Mexico will get $10 million to fix its earthquake-damaged canal system by agreeing to sell water to regional agencies in Southern California, Arizona and Nevada. The Metropolitan Water District of Southern California will receive 47,500 acre-feet of water — enough to satisfy the needs of 95,000 families for a year — by paying half of the $10 million.
The U.S. will buy additional water from Mexico for the Mexican delta on the edge of the Gulf of California, to the delight of environmentalists and fishermen. Mexico, in exchange for agreeing to endure cutbacks during times of shortage, gets the right to store water at Lake Mead, the reservoir behind Hoover Dam.
Imperial maintains that the Mexican water being sold to the U.S. should be considered an addition to the U.S. allocation and thus divided up according to the 1944 treaty. That agreement gives the Imperial Irrigation District a higher priority than the Metropolitan Water District. Imperial farmers also have senior rights to the biggest allocation of water on the 1,400-mile length of the Colorado River, which empties into the Mexican delta leading to the Gulf of California.

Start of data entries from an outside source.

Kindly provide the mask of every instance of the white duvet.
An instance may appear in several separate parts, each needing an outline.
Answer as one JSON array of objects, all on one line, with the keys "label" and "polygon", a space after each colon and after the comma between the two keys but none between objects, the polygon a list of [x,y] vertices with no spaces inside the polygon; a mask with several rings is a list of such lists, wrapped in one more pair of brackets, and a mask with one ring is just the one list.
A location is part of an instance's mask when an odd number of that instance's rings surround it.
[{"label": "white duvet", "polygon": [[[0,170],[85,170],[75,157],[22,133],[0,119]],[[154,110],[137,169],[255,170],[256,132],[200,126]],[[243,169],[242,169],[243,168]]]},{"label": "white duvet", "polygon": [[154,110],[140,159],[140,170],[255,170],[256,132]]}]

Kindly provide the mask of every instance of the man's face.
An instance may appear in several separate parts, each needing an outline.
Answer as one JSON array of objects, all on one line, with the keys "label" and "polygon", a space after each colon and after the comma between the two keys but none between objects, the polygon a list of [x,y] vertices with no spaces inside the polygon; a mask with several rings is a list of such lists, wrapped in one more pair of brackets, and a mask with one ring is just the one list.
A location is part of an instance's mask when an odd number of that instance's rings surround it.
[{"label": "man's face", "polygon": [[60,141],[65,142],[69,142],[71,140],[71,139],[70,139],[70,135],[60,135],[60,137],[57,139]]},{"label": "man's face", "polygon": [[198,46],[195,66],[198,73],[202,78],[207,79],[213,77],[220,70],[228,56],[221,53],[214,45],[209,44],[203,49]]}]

Still, memories are long in the farming community, where some families came to the Imperial Valley from the Owens Valley decades ago when the water supply there was diverted for use in Los Angeles.
The late Rick Mealey, farmer, dairy rancher and unofficial poet laureate of the Imperial Valley, wrote about how "this valley died too soon" when powerful outsiders decided that the water "wasn't ours/And they needed it somewhere else/for amusements parks and power."

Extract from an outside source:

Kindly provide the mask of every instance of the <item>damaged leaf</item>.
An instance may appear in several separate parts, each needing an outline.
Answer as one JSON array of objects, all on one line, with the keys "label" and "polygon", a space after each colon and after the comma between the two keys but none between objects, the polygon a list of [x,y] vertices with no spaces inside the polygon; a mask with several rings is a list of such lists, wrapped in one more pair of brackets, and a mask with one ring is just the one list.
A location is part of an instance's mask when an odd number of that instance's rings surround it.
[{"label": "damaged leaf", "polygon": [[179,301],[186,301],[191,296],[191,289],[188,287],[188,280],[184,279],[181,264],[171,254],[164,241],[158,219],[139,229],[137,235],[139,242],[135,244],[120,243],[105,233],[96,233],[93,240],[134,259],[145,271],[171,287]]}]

Mealey's verse reflected a belief among farmers that politicians and water officials representing urban areas are forever looking with thirsty eyes at the Imperial Valley's share of the Colorado River.
In January, the Imperial Irrigation District warned the Bureau of Reclamation that it might withhold its support of the binational pact, including the turnout idea.
In the end, the warning was to no avail. At a ceremony at the Hotel del Coronado near San Diego, the pact was signed Tuesday by officials from both countries amid a feeling of binational bonhomie.
In the Imperial Valley, farmers, water district officials and their lawyers were left to consider their next move.